M. "Nous estimons les ecchymoses des esquimaux aux mots exquis.' ["We dodge the bruises of the Eskimos in exquisite words]. And one more: "Inceste ou passion de famille à coups trop tirés." ["Incest or family passion, on very bad terms."]

G. [laughs]

M. And how about: "Moustiques domestiques demi-stock pour la cure d'azote sur la Côte d'Azur." ["Domestic mosquitoes (half-stock) for the nitrogen cure on the Côte d'Azur."]

G. [laughs]

M. There's still another of them: "Le système métrite par un temps blenorrhagieux." [" Inflamed uterine system due to a gonorrheal condition."]

G. [laughs]

M. What's one more? "Parmi nos articles de quincaillerie paresseuse, Rrose Sélavy et moi recommandons le robinet qui s'arrête de couler quand on ne l'écoute pas." ["Among our articles of lazy hardware, Rrose Sélavy and I recommend the faucet which stops dripping when nobody is listening to it."]

G. What kindness!

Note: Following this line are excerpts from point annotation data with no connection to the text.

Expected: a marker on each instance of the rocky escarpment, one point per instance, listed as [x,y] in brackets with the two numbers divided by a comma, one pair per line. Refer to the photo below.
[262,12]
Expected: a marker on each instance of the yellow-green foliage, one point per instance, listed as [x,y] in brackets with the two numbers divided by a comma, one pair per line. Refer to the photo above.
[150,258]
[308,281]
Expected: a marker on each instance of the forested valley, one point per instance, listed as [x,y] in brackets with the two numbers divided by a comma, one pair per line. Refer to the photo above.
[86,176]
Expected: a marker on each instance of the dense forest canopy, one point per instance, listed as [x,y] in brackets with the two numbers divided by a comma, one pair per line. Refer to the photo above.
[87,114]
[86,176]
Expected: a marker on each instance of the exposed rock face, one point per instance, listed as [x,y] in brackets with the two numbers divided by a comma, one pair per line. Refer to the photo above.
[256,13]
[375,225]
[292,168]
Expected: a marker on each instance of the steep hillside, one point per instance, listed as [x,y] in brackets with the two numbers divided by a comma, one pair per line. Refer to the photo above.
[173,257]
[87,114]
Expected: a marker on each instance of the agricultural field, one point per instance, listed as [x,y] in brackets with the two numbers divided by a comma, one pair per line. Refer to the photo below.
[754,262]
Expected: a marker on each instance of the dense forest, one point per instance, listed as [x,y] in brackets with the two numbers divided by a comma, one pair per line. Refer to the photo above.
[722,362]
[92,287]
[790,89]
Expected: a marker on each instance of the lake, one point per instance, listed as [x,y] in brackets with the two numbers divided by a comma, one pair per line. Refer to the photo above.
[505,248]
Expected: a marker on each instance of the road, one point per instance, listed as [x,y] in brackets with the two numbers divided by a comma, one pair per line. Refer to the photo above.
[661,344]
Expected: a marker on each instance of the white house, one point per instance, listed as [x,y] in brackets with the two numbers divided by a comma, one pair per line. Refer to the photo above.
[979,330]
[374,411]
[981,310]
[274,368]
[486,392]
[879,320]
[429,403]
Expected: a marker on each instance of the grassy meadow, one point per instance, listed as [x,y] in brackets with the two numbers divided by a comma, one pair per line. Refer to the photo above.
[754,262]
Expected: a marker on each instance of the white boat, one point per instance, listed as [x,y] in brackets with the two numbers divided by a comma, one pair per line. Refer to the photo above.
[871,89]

And, tell me, does the name Rrose Sélavy come up often in your works? What does "Rrose Sélavy" mean?

M. In 1920, I decided that it didn't suffice me to be a lone individual with a masculine name, I wanted to change my name in order to change, for the ready-mades above all, to make another personality from myself, you understand, to change names, simply. And this was a…

G. You speak of the negation of Dadaism. What was the surrealist affirmation? What was that…

M. There were a lot of points of affirmation. One of the important points was the importance of dream. The importance of dreamlike poems and the Freudian side also, the self-analytical interpretation side. Although they didn't completely feel like students of Freud or disciples of Freud at all, they used Freud. They used Freud as a component in analyzing their subconscious, in any case.

G. And all these surrealist works of which we speak right now, did they have, then, an importance of prefiguration of…

M. Yes, I believe. All written work is a hint of a little surrealism and all work, even a visual work of paint. One feels that the painter who made it saw the surrealism before, even if he refused it, you understand.

G. One has the impression that surrealism gave us a new orientation entirely…very distinct in the imagination of the contemporary man.

M. Very distinct, and I said…it was an absolute split and as always, given by literature and by painting and by the arts, this split will have repercussions in the political or interplanetary or some other actual world, just about.

G. The fact is that your activity, Marcel Duchamp, took place in the United States…did this used to give this activity a particular urgency, being in contrast or in…

M. No, the contrast was for me personal. Life in the United States was a lot more simple than in France, or than in Europe. Because…there is a respect for the individual here that isn't found in Europe. The individual isn't respected in Europe. One forces the individual to enter into a category, either political or social, or educational or something else. Here you are completely alone if you want to be. And there is a respect for the individual that is remarkable, in my opinion.

G. And you believe that this generous liberty…isn't compromised here, that it is without danger for the moment?

M. A lot less than elsewhere, in any case. Here, a free man is a man almost free, whereas in Europe there isn't a free man.

G. And you believe that he can, that he will be able to remain that for a long time, almost free?

M. Probably. We will go back there, to the free man, because…we wouldn't, we won't become ants for the pleasure of becoming ants.